Virtual Chinook

A team of scientists is designing a high-tech solution that will train the UK Armed Forces' Medical Emergency Response Team (MERT) to respond to battlefield incidents from the back of a helicopter.

Researchers at the University of Birmingham's Human Interface Technology (HIT) are using virtual reality to help train medical personnel in emergency medicine or anesthesia. Emergency nurses, paramedics, and other emergency medical consultants can safely be trained in a visually realistic environment. The project combines a representative human body, and inflatable 'Chinook' interior as well as Virtual and Augmented reality aspects. Using these tools, the program shows medical personnel how to resuscitate and stabilize the wounded and safely transport them to a Field Hospital.
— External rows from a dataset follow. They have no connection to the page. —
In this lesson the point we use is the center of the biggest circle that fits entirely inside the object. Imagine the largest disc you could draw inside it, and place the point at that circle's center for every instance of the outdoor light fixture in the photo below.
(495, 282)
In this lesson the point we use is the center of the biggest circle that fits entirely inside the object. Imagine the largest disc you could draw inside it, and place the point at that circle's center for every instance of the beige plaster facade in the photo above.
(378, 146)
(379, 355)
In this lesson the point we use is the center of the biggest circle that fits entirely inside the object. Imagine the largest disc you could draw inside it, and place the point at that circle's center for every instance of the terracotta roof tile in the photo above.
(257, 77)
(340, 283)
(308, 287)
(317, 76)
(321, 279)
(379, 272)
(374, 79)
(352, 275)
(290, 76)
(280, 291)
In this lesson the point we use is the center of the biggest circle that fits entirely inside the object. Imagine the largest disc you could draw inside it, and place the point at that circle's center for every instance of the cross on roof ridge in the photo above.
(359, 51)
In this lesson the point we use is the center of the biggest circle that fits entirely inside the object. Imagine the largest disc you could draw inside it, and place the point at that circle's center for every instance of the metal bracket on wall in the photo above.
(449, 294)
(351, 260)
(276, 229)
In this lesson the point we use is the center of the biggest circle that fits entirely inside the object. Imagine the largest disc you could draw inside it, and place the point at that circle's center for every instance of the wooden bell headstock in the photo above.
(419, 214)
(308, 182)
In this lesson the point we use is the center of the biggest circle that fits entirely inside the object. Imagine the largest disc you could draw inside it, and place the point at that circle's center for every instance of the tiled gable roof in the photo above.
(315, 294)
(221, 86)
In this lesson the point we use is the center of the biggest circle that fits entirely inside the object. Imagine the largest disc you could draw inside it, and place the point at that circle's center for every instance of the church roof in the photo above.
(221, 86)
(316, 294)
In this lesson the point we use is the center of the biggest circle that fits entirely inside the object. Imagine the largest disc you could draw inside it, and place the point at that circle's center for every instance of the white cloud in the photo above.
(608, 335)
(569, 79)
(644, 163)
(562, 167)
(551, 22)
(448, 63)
Image source: University of Birmingham

Medical Training With An Edge

The research team says it was no ordinary virtual or augmented reality project. The training made use of a detailed human male model. The body is capable of being configured to represent a wide range of injuries. It is complete with interchangeable lower leg components representing intact limbs, traumatic amputation, and repositionable bullet wounds and lacerations. The body, named Simbodie, was developed by the North Yorkshire based TraumaFX.

Simulator users are equipped with a head-mounted display and placed in the inflatable enclosure. This provides actual physical barriers that combine with Virtual and Augmented Reality imagery to generate realistic in-flight scenarios. "The intent behind this ground-breaking research project is for us to exploit cutting edge technologies and thinking to offer Defence Medical Services an agile and cost effective training option for future deployments," says Professor Col Peter Mahoney, Consultant Anaesthetist at the Royal Centre for Defence Medicine.

Professor Stone realizes "the current virtual cabin is nowhere near as dynamic as the real operational context." However, he does see the success of the team's work as a valid proof of concept. He hopes for similar simulations to be made readily available to more trainees.